Today’s practitioners of what we once called "modern" music are finding themselves to be suddenly alone. A bewildering backlash is set against any music making that requires the disciplines and tools of research for its genesis. Stories now circulate that amplify and magnify this troublesome trend. It once was that one could not even approach a major music school in the US unless well prepared to bear the commandments and tenets of serialism. When one hears now of professors shamelessly studying scores of Respighi in order to extract the magic of their mass audience appeal, we know there’s a crisis. This crisis exists in the perceptions of even the most educated musicians. Composers today seem to be hiding from certain difficult truths regarding the creative process. They have abandoned their search for the tools that will help them create really striking and challenging listening experiences. I believe that is because they are confused about many notions in modern music making!
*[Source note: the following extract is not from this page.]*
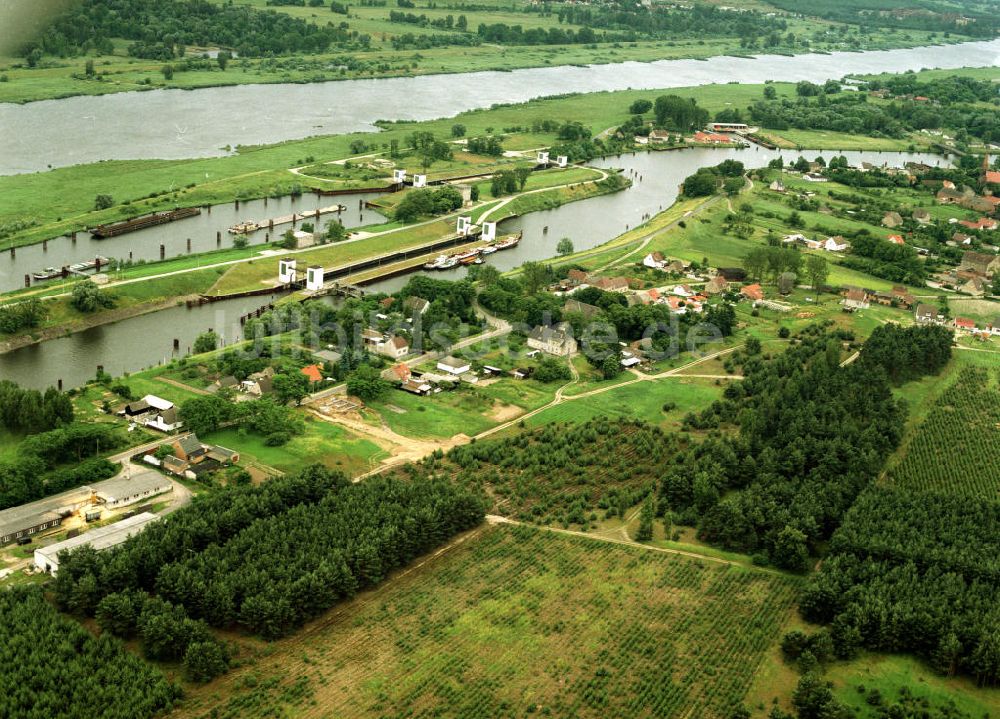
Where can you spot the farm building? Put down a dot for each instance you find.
(47, 558)
(29, 519)
(123, 491)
First, let’s examine the attitudes that are needed, but that have been abandoned, for the development of special disciplines in the creation of a lasting modern music. This music that we can and must create provides a crucible in which the magic within our souls is brewed, and it is this that frames the templates that guide our very evolution in creative thought. It is this generative process that had its flowering in the early 1950s. By the 1960s, many emerging musicians had become enamored of the wonders of the fresh and exciting new world of Stockhausen’s integral serialism that was then the rage. There seemed limitless excitement, then. It seemed there would be no bounds to the creative impulse; composers could do anything, or so it seemed. At the time, most composers hadn’t really examined serialism carefully for its inherent limitations. But it seemed so fresh. However, it soon became apparent that it was Stockhausen’s exciting musical approach that was fresh, and not so much the serialism itself, to which he was then married. It became clear, later, that the methods he used were born of two special considerations that ultimately transcend serial devices: crossing tempi and metrical patterns; and, especially, the concept that treats pitch and timbre as special cases of rhythm. (Stockhausen referred to the crossovers as "contacts", and he even entitled one of his compositions that explored this realm Kontakte.) These gestures, it turns out, are really independent from serialism in that they can be explored from different approaches.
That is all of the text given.